2. Setting WIP limits
When people have too much on their plates, nothing gets accomplished. This is why Kanban uses WIP limits — boundaries that outline how people will work on the tasks within each column on the Kanban board.
Placing limits on how many tasks can be in one column or how much time people have to accomplish a task. Let’s say you want your social coordinator to schedule the posts for each month before they begin reviewing posts for the following month. That rule means they can’t move the “Review posts” task into the “Doing” column before the “Schedule posts” are in the “Done” column.

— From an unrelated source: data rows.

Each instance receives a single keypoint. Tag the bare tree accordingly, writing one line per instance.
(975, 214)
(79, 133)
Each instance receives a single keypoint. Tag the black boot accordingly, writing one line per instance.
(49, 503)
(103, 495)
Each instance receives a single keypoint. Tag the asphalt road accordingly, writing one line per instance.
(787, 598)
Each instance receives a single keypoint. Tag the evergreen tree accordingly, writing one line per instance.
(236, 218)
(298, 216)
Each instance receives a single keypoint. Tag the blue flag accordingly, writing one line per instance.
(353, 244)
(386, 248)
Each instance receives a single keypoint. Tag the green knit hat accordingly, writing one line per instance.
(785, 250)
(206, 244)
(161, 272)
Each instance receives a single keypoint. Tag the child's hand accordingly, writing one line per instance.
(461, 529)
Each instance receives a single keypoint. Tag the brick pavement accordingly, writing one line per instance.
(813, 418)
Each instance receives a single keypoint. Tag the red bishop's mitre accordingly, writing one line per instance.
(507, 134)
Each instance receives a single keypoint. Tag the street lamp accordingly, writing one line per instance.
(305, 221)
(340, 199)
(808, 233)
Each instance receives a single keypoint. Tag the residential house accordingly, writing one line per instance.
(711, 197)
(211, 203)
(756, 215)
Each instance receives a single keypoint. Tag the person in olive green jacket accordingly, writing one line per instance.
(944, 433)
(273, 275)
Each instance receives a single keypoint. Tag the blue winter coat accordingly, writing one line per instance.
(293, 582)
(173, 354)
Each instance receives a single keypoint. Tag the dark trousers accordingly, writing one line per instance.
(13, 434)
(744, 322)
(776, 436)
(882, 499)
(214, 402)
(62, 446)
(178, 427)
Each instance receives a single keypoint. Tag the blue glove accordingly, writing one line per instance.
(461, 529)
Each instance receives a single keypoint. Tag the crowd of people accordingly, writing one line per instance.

Setting ground rules helps people focus on finishing a specific goal or task before starting another one. In a world of context switching and mental burnout, limitations are a way to achieve your goals without juggling too many tasks at once.
3. Meeting cadences
Similar to Scrum, Kanban is designed to help teams work better and accomplish their goals. It incorporates planning meetings, daily stand-ups, and retrospectives to make sure a project is on task and continually refined.
The one meeting that’s different from Scrum is the delivery meeting, a time to plan when to release the content or project. Since Kanban works on longer timelines than Scrum, the delivery meeting is the place to bring in other groups that may need to help get the work out.
While a small team may own a project, a successful Agile marketing strategy relies on everyone. It’s helpful to bring in outside team members to collaborate on timelines, share feedback, and assist in launching the work your team accomplishes.